Conventional wisdom is that the Vlaams Belang are right-wing racists and that therefore they should be shunned by any means possible. It was, I believe becasue of the existence of the Vlaams Belang's predecessor - the Vlaams Blok - that Belgium got its knickers in a twist so much with Austria when Jorg Haider was invited into the government, and it is because of the VB that the rest of the Belgian parties have effectively formed a rainbow coalition in Flanders and divided out the municipal jobs between them.

The result is that voters have a choice between grubby status quo and the VB. Or, to put it another way, the only way to protest the current government is to vote VB and I suspect that the result of this manoevering is to gratly increase support for the VB amongst the disaffected. There is in fact a lot to be disaffected about in Belgium, all of which boil down to a critical, indeed hypocritical, difference between the words and the actions of those in authority. One other example of this is the recent disclosure that records of Belgium's Nazi-sympathizing past have been destroyed at various times up until the 1990s.

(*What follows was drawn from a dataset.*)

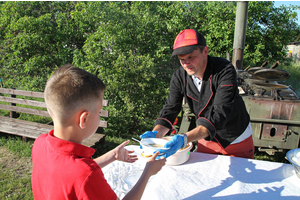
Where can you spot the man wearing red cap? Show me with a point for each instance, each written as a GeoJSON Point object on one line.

Another manifestation is corruption. I know a number of residents and former residents of Belgium, particularly of the Flemish north, and they are universally clear that the local governments are corrupt to a level that approaches that of Southern Italy with pretty much every mayor on the take, the police apparently paid to ignore this corruption and so on.

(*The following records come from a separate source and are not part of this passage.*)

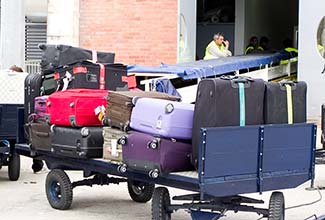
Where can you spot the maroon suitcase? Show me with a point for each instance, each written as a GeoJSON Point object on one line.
{"type": "Point", "coordinates": [154, 155]}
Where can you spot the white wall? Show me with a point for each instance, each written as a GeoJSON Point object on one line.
{"type": "Point", "coordinates": [63, 22]}
{"type": "Point", "coordinates": [311, 63]}
{"type": "Point", "coordinates": [12, 35]}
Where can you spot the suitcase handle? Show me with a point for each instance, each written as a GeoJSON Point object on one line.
{"type": "Point", "coordinates": [42, 134]}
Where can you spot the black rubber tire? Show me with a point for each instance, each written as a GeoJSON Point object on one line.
{"type": "Point", "coordinates": [159, 203]}
{"type": "Point", "coordinates": [276, 206]}
{"type": "Point", "coordinates": [58, 190]}
{"type": "Point", "coordinates": [14, 167]}
{"type": "Point", "coordinates": [37, 165]}
{"type": "Point", "coordinates": [139, 191]}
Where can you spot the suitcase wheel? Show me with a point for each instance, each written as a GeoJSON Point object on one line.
{"type": "Point", "coordinates": [154, 144]}
{"type": "Point", "coordinates": [154, 173]}
{"type": "Point", "coordinates": [122, 168]}
{"type": "Point", "coordinates": [169, 108]}
{"type": "Point", "coordinates": [122, 140]}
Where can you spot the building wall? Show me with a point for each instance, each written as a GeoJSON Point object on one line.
{"type": "Point", "coordinates": [138, 31]}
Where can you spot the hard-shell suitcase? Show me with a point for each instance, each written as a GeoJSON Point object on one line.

Still another manifestation is a denial of the integration failure of primarily N African Muslim immigrants, who seem to be unemployed, unemployable and generally speaking responsible for much petty crime, and the creation of unemployment blackspots, particularly in Wallonia, due to government regulation and excessive taxation. Just as in France and Italy I'm told that pretty much every one prefers to pay by cash for builders, gardners etc. Many prefer to actually buy their cars with cash and very few are willing to declare their entire earnings to the state, prefering to hide it away in one form or another.

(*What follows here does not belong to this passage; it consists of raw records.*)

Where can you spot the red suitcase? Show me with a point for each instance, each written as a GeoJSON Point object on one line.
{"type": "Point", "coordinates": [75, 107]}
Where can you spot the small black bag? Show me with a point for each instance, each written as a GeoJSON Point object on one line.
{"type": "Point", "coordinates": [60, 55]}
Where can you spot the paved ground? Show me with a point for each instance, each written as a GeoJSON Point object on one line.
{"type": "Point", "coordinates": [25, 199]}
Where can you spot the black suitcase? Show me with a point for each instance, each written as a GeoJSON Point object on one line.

All of these issues are things that Belgians talk about over a few drinks, and none of them are issues that any "reputable" political party will discuss. In fact the only party that will discuss them is the VB. The core VB voters are Flemish speaking private sector workers who object to seeing their income being taxed heavily and the taxation then frittered away on stuff that doesn't benefit them or their family. However given the general failure of the rest of the political scene they also attract other voters who agree with some of their platform and those who think that "kicking out the incumbents" is a good thing no matter what. So the question is are the VB really racists?

I'll answer that with "Probably Not". The fact that the VB says that there are parts of Wallonia where entire groups have lived on the dole for decades or that the majority of street crime in Antwerp is caused by immigrant youths is not racist per se since these are documented facts*. I have no doubt that some of the core membership are racist. But then I have no doubt that some conservatives in Britain or Sarkozy supporters in France are racist and I'm positive that much of the European left as well as the right is anti-semitic so the fact that some VB members might agree with statements from the BNP or FN is not an idication that the entire party is racist. Racism is the epithet used by the mainstream political elite to try and discourage people from actually looking at the VB or taking it seriously and most such claims, particularly the one used to ban its predecessor, were ones that failed to stand up to critical examination.

Perhaps more to the point - and summed up well by a comment on Rennie's blog entry which concludes (about Antwerp):

... The reasoning here is quite often: the current bunch of half-wits has made a glorious mess of it, so why not give that other bunch of tits a chance? And I must say, the more time I spend in this city, the less silly that reasoning sounds.

The only way we can actually find out whether the VB are actually racist or merely not lovy-dovy-multi-culti is to see them govern something. Let us hope they get the chance.

* or rather since I'm quoting from memory here what the VB says about these two subjects is factual, I may be misremembering what they say.